Clustering existing BigQuery tables
Jan 21, 2021 1:00 AMClustering in BigQuery can help reduce the cost of querying large tables. Here’s are a few commands for testing the behavior when replacing the results of a destination table with a series of queries.
First we populate a test
table in a test
dataset. Then we try to replace the table with clustering enabled.
% bq query --destination_table test.test "select 1 as a, 2 as b"
Waiting on bqjob_r77b43cc4637cb7a0_00000177213c92cc_1 ... (0s) Current status: DONE
+---+---+
| a | b |
+---+---+
| 1 | 2 |
+---+---+
% bq query --destination_table test.test --use_legacy_sql=false
--replace --clustering_fields=a,b "select 1 as a, 2 as b"
BigQuery error in query operation: Error processing job
'amiyaguchi-dev:bqjob_r3e6624e9e42cacd_000001772141adc6_1': Incompatible table
partitioning specification. Expects partitioning specification none, but input
partitioning specification is clustering(a,b)
This fails because the result set does not match how the table was originally created (i.e. without a clustering specification). So let’s try this again.
% bq rm test.test
rm: remove table 'amiyaguchi-dev:test.test'? (y/N) y
% bq query --destination_table test.test --use_legacy_sql=false
--replace --clustering_fields=a,b "select 1 as a, 2 as b"

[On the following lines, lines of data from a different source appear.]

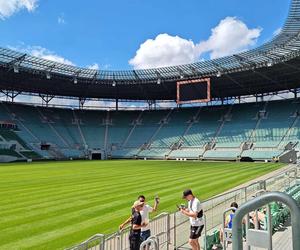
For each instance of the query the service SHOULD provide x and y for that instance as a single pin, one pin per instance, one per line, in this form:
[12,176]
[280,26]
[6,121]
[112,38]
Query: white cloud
[277,32]
[230,36]
[94,66]
[44,53]
[164,50]
[9,7]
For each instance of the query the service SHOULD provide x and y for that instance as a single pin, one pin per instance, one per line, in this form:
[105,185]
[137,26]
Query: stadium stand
[255,131]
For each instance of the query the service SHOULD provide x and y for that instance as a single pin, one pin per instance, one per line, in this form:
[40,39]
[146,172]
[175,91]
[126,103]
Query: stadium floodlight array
[284,47]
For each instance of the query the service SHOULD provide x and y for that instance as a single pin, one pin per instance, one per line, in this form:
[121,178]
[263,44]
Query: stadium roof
[271,67]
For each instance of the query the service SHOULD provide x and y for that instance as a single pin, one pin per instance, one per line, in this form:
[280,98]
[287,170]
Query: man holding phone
[147,209]
[195,212]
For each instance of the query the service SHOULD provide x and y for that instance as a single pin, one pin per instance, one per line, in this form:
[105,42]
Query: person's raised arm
[189,213]
[125,223]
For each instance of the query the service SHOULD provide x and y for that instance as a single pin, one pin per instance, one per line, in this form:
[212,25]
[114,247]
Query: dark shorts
[145,235]
[135,241]
[196,232]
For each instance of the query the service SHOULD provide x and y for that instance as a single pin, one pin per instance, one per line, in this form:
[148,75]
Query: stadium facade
[253,131]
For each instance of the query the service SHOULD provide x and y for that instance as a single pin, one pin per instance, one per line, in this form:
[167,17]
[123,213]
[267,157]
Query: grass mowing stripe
[48,214]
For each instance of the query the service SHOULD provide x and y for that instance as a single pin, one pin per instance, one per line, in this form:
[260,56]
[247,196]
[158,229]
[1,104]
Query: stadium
[229,128]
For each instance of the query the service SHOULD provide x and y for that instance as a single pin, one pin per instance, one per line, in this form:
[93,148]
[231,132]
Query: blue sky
[109,33]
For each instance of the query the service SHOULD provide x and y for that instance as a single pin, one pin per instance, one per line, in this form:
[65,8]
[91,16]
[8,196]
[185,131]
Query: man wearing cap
[147,209]
[195,212]
[136,226]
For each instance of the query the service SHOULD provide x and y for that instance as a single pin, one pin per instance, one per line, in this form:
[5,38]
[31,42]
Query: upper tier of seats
[212,132]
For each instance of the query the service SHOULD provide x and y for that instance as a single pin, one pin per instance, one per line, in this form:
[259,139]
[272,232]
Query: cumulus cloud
[277,32]
[230,36]
[164,50]
[44,53]
[9,7]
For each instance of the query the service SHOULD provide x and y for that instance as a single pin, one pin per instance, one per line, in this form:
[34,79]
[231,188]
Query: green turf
[54,205]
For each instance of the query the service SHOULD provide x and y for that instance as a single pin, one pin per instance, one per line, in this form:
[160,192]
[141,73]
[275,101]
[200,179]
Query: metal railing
[172,229]
[263,200]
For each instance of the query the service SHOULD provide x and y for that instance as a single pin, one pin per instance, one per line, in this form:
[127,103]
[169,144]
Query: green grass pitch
[53,205]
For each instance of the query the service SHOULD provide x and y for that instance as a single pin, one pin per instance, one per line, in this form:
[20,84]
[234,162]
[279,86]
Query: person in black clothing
[136,226]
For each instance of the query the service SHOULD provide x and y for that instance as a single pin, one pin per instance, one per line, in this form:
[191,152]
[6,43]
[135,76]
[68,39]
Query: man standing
[195,212]
[147,209]
[136,226]
[146,233]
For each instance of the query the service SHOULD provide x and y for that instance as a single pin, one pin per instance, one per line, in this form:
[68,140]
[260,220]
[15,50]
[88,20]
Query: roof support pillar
[295,93]
[117,104]
[46,98]
[81,102]
[11,94]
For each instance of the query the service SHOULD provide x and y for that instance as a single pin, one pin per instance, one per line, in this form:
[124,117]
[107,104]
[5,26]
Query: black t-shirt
[136,220]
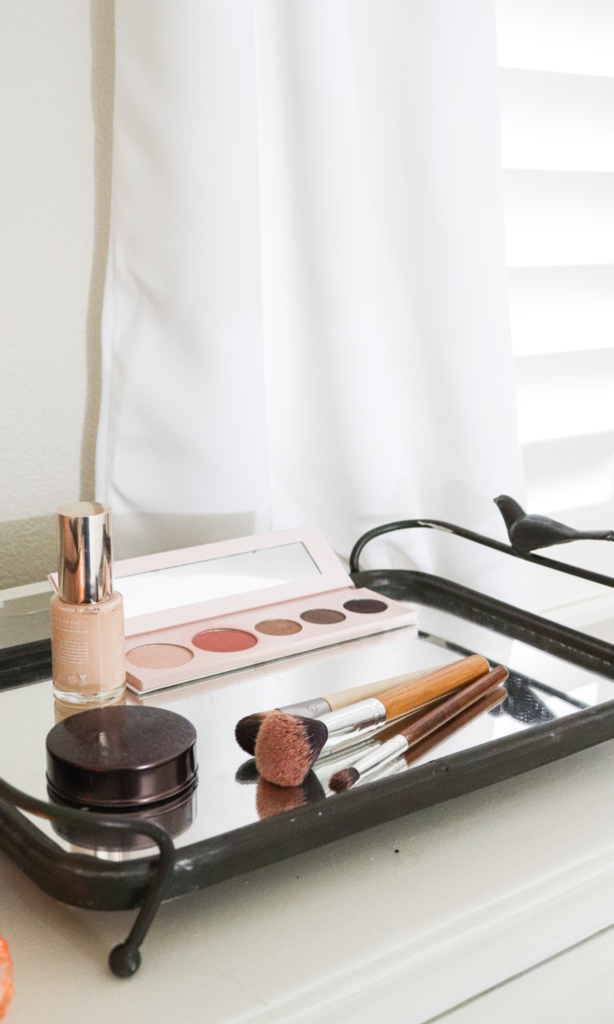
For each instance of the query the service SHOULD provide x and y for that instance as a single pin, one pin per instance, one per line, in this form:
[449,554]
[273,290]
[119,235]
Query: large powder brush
[288,745]
[248,728]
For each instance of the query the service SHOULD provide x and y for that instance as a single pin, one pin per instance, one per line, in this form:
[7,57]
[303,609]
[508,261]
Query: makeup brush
[433,720]
[418,751]
[288,744]
[528,532]
[247,730]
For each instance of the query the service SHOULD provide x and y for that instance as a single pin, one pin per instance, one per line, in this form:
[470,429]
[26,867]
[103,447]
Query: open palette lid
[175,587]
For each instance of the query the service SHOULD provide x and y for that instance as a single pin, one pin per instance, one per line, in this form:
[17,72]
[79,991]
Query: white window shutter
[557,91]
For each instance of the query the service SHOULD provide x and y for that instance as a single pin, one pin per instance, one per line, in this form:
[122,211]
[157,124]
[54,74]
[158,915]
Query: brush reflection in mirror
[175,816]
[524,705]
[272,800]
[61,710]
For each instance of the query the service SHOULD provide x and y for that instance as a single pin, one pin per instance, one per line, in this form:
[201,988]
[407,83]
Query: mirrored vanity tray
[561,698]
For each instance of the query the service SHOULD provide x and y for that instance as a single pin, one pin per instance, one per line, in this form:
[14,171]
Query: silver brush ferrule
[308,709]
[382,755]
[354,721]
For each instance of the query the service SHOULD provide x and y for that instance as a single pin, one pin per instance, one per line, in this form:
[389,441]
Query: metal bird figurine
[527,532]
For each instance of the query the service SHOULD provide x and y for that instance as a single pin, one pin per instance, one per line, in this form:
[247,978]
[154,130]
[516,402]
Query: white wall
[56,74]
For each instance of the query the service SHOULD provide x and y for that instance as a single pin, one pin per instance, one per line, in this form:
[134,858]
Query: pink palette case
[218,607]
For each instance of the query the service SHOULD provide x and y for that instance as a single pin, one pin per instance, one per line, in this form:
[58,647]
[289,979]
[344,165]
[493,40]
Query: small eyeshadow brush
[248,728]
[437,718]
[289,744]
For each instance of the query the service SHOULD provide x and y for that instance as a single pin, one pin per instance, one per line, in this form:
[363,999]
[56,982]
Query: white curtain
[306,316]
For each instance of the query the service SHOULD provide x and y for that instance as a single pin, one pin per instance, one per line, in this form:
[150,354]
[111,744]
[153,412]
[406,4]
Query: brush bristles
[247,731]
[288,745]
[344,779]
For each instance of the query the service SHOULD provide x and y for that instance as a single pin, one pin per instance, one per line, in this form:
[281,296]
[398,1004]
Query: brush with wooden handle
[427,724]
[288,744]
[419,751]
[247,730]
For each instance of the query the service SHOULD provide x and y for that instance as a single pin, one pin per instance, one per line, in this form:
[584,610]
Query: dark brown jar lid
[121,757]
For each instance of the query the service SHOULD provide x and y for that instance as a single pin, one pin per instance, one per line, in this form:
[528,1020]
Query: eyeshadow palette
[212,609]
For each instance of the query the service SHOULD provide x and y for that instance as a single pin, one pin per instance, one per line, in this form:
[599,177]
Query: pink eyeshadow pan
[159,655]
[224,641]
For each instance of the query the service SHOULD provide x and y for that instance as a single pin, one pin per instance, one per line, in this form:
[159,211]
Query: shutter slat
[573,37]
[569,472]
[565,395]
[557,122]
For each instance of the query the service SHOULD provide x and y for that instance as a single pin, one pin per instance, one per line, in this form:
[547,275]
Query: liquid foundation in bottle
[87,616]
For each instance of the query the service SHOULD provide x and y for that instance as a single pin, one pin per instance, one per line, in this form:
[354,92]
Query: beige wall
[56,74]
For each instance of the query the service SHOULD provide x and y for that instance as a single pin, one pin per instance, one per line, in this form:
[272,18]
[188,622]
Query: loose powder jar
[121,758]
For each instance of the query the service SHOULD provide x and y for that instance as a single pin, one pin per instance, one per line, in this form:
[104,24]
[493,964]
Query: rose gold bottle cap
[85,565]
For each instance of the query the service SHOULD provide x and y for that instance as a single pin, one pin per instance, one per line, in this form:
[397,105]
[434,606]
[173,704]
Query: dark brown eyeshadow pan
[365,606]
[278,627]
[322,616]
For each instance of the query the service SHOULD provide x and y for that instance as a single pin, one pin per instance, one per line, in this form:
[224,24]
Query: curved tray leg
[124,958]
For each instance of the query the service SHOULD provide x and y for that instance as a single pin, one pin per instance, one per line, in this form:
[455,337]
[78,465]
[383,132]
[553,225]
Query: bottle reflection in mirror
[175,816]
[61,710]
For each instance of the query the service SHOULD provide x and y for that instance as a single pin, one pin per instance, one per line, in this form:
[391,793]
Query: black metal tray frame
[87,882]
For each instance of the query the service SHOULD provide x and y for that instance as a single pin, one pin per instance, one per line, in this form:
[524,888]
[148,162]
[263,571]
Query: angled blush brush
[418,751]
[425,726]
[289,744]
[248,728]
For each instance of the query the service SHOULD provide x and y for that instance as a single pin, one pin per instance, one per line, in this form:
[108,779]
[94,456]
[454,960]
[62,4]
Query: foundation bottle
[87,617]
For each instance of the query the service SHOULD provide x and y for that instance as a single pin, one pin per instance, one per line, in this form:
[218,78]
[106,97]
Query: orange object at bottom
[6,988]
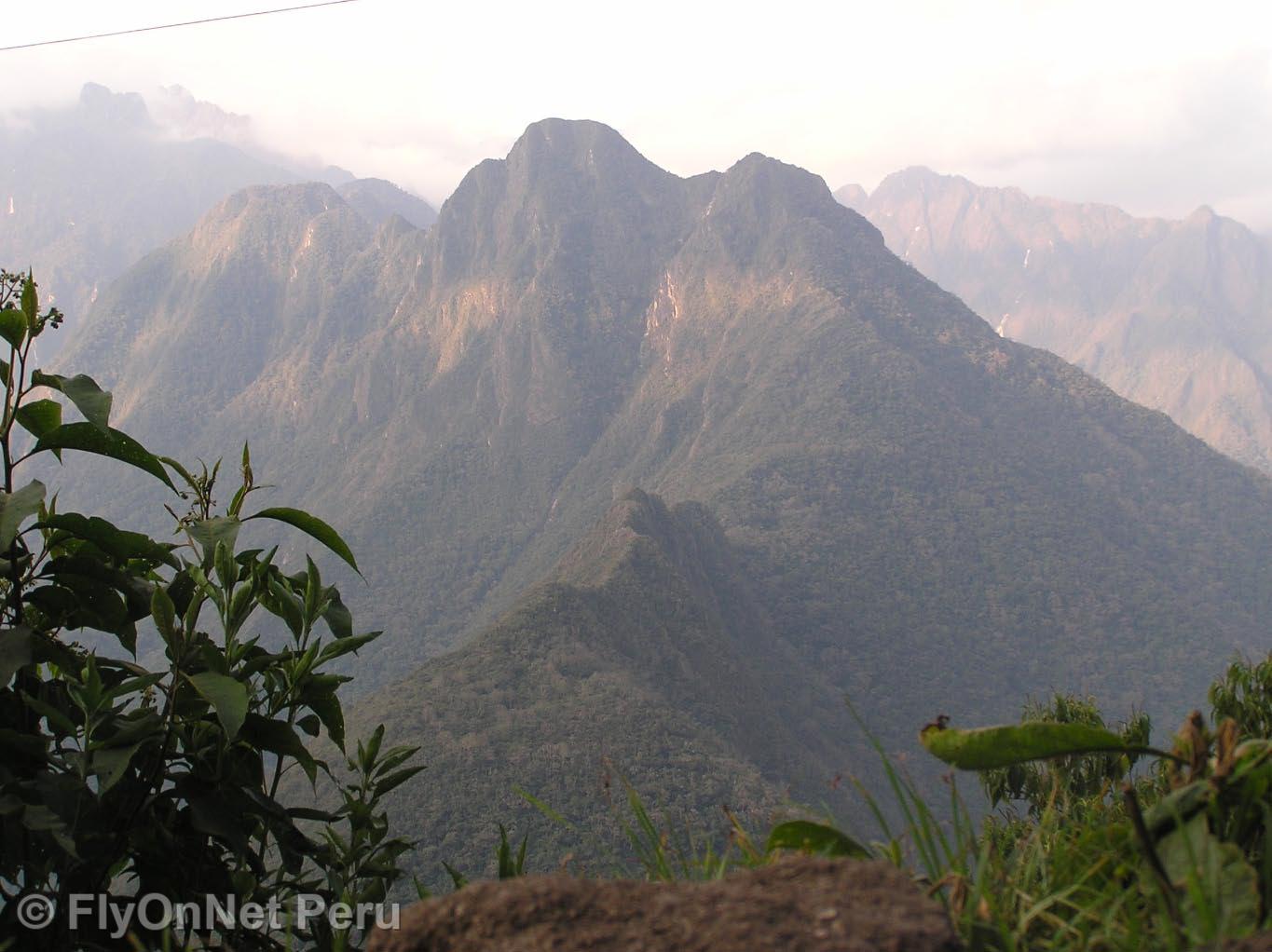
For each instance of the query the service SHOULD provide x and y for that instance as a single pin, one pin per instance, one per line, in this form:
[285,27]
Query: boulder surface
[801,904]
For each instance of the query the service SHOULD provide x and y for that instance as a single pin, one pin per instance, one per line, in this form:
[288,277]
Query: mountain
[923,515]
[1170,314]
[644,656]
[376,201]
[88,189]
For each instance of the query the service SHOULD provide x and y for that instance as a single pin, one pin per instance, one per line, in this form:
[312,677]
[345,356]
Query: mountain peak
[578,145]
[119,110]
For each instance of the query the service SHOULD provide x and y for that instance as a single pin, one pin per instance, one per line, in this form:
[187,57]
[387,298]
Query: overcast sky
[1156,107]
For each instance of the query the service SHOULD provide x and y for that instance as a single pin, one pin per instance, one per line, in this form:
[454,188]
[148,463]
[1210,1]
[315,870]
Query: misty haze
[665,482]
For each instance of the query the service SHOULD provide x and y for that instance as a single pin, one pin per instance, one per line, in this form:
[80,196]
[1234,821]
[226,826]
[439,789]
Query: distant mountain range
[88,189]
[1171,314]
[658,468]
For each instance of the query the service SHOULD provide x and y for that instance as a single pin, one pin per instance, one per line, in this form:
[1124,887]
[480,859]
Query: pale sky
[1156,107]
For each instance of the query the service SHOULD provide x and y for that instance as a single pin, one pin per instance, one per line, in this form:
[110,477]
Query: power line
[171,25]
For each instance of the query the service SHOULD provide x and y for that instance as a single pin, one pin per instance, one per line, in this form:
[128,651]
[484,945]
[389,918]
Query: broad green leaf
[117,543]
[38,417]
[284,604]
[111,763]
[332,715]
[813,837]
[13,325]
[110,442]
[17,649]
[1220,888]
[90,400]
[226,697]
[16,508]
[344,646]
[1178,806]
[992,748]
[312,526]
[338,618]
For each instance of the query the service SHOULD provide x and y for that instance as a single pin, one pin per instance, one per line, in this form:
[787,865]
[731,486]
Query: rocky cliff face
[1170,314]
[925,510]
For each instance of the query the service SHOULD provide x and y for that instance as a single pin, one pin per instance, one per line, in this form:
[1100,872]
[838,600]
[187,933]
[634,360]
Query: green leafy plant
[1201,843]
[117,780]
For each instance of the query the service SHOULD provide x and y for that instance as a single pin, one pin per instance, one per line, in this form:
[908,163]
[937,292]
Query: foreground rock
[797,905]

Waiting on bqjob_r4a8550d8dc7e314_000001772143df53_1 ... (0s) Current status: DONE
+---+---+
| a | b |
+---+---+
| 1 | 2 |
+---+---+
We can check that it’s being clustered.
% bq show test.test
Table amiyaguchi-dev:test.test
Last modified Schema Total Rows Total Bytes Expiration Time Partitioning Clustered Fields Labels
----------------- --------------- ------------ ------------- ------------ ------------------- ------------------ --------
20 Jan 11:27:14 |- a: integer 1 16 a, b
|- b: integer
In summary, you’re going to need to redefine your tables in order to take advantage of new clustering features.